A court in Milan has challenged a new law which gives Prime Minister Silvio Berlusconi immunity from prosecution.
In the spotlight: Italy takes over the EU presidency EU on Tuesday
The court, which is trying Mr Berlusconi on charges of bribing judges, said the law may be illegal and asked the Constitutional Court to investigate.
Lawyer's for Mr Berlusconi denounced the court's decision as "political".
Mr Berlusconi is accused of trying to bribe judges to stop a business rival taking over state-owned food group SME in the 1980s.
The trial is seen as a potential embarrassment for the prime minister as Italy takes over the presidency of the European Union on Tuesday.
There is a cancer in Italy that we must cure - the
politicisation of the bench
The Milan court suspended the case, in accordance with the new law, until the higher court rules.

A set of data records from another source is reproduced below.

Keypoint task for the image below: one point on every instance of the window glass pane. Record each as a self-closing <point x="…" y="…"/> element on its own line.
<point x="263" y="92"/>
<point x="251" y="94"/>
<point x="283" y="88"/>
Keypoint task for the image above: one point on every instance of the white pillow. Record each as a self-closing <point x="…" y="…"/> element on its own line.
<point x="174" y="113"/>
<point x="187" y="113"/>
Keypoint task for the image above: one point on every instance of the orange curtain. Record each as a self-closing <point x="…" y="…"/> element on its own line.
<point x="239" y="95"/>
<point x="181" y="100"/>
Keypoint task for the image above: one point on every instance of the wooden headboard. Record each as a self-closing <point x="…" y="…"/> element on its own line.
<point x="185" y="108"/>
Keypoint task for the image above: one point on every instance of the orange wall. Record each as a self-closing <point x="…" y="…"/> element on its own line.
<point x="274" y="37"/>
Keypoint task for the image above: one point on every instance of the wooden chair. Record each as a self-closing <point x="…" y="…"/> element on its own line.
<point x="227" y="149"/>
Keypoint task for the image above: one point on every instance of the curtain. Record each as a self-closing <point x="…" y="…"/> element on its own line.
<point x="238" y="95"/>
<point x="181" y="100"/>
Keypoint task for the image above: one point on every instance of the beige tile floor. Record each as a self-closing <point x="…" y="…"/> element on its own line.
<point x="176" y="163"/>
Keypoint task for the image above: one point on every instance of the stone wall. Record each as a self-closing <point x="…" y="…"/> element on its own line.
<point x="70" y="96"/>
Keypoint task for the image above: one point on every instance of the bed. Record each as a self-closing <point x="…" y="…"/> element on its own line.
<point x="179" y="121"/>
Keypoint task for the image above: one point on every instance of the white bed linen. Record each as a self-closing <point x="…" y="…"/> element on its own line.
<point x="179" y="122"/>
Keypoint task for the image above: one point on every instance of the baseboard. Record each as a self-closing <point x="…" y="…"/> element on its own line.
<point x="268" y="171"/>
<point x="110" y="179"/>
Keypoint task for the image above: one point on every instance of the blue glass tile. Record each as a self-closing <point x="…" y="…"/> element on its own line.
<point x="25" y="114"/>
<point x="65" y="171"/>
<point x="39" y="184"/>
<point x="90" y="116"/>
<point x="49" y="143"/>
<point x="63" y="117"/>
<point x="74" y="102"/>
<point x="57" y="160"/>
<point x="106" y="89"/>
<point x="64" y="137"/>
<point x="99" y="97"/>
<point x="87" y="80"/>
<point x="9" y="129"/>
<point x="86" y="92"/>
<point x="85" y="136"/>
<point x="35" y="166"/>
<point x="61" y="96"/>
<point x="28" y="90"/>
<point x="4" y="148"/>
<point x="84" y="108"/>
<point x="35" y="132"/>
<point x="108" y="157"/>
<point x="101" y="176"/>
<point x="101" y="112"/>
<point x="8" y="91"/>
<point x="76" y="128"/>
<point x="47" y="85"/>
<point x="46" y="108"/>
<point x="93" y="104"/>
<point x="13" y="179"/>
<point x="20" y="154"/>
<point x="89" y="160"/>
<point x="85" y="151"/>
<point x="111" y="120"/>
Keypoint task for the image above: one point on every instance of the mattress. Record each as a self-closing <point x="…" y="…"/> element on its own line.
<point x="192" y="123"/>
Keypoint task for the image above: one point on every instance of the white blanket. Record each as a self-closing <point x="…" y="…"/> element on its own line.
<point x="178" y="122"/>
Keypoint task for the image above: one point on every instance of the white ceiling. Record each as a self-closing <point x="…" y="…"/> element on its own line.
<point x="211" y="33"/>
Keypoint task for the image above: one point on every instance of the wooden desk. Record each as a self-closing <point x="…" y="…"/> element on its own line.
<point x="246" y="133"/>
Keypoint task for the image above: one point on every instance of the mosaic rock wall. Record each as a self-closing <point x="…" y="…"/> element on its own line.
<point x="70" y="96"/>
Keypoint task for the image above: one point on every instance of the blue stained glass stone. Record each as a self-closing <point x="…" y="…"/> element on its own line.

Correspondents say this could take several months.
Earlier on Monday, Mr Berlusconi repeated accusations of bias against the media and judiciary.
"Eighty-five percent of the press is left-wing, and the judges
are worse. There is a cancer in Italy that we must cure - the
politicisation of the bench," he told French Europe 1 radio.
Last week, a prosecutor at the Milan court described the law as "openly anti-constitutional and opposed to the cardinal principles of our constitution".
Under the law, magistrates can investigate allegations against the five top figures, but cannot bring them to trial.
As well as the prime minister, the law also covers the president, the speakers in both houses of parliament and the president of Italy's constitutional court.
Mr Berlusconi is Italy's richest man, heading a multi-billion-euro empire that encompasses broadcasting, banking, publishing and the AC Milan football club.